Cairn Energy ready to reinvest in India if retro tax issue is resolved: CEO

Industry:    2019-08-05

Britain’s Cairn Energy PLC, which gave India its biggest onshore oil discovery and gas find that opened the KG basin, is keen to reinvest in the country if a retrospective tax issue it is facing is resolved, its chief executive said.

Cairn, which in early 1990s grew the Ravva oil and gas field in the Krishna Godavari basin in the Bay of Bengal and then went on to find the country’s biggest onland oil discovery in the Thar Desert of Rajasthan, was in 2014 slapped with a tax demand of10,247 crore over an internal business reorganisation it did of its India business years back.

The tax department confiscated its dividend income, stopped tax refund and sold its shares to recover the tax demand which was raised using the 2012 retrospective tax legislation.
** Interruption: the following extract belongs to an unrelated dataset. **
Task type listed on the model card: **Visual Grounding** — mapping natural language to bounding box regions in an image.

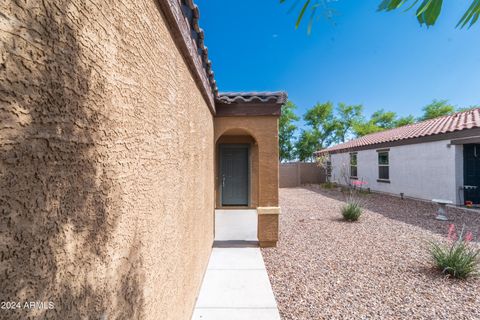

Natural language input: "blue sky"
[195,0,480,128]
“We are keen to reinvest in India provided this retrospective tax issue is resolved. India is one place where we would like to look at exploration licensing rounds,” its CEO Simon Thomson told PTI here.

Cairn Energy, which had in 2011 sold its India business to Vedanta Ltd, has challenged the retrospective tax demand before an international arbitration tribunal and expects India to honour the outcome, which is expected before the end of the year.

The company has over two decades built a comprehensive knowledge of the Indian sedimentary basin and is best suited to explore, he said.

“We want to reinvest and the sooner we can stop talking about (retrospective tax) and move to talking about something positive, the better it will be for India and all of us,” he said.

Since the retrospective tax demand was raised against Cairn Energy, India has conducted five auctions — three for pure play exploration blocks and two for discovered oil and gas fields, but none of them attracted any significant new international name. The rounds have been dominated by oil PSUs such as ONGC and domestic private player Vedanta.

Prime Minister Narendra Modi wants India’s oil import dependence to be reduced by 10% by 2022 and to raise domestic output through involvement of foreign and private players who have better technology and understanding of sedimentary basins.

But the oil import dependence has only increased in recent years and is now over 83%.

“Companies always look at areas where they have expertise. 20 years of working in Indian sedimentary basins has given us enough knowledge and understanding,” he said. “Ask ONGC or other partners, we are a good operator. So actually we are pretty well placed”. Such is our reputation abroad that we can bring new international partners (into India). We can act as a catalyst. There is a lot to do as India has huge unexplored and under explored areas,” he added.

While the Ravva field that Cairn opened is still producing, the Rajasthan block contributes to 30% of domestic production.

“It was in the early 1990s when we first came into India. We built up the Ravva field which is still producing. We then made discoveries in the Cambay basin (off Gujarat) and than got into Rajasthan,” he said. “Government revenues from Rajasthan during the 10 years of its production has been about $20 billion.”The discovery has helped Barmer prosper into a flourishing region which now is second only to Jaipur in terms of GDP in Rajasthan, he said. “It’s a positive legacy that we have.”An international arbitration tribunal had in August 2018 concluded main court hearings in Cairn Energy’s challenge to the Indian government using retrospective legislation to seek10,247 crore in taxes. The tribunal was supposed to give an award by February 2019, but now it is expected not before the end of the year. The case has impacted Cairn’s international shareholders such as Blackrock, Fidelity, Franklin Templeton and T Rowe Price.

In January 2014, Cairn Energy received notice from India’s income tax department, requesting information relating to the group reorganization done in 2006. The I-T department attached the company’s near 10% shareholding in Cairn India, which was subsequently merged with its parent Vedanta.

Cairn Energy held a 4.95% stake in Vedanta post that move.

Cairn Energy received a draft assessment order from the Indian I-T department in March 2015 and subsequently filed a notice of dispute under the UK-India Investment Treaty in order to protect its “legal position and shareholder interests”.

Pending arbitration proceedings, the I-T department, beginning May 2018, has sold most of Cairn shares to recover tax dues.

Cairn Energy’s claim under the treaty is for monetary compensation of $1.4 billion, the sum required to reinstate the company to the position it would have been in, but for the actions of the tax department since January 2014.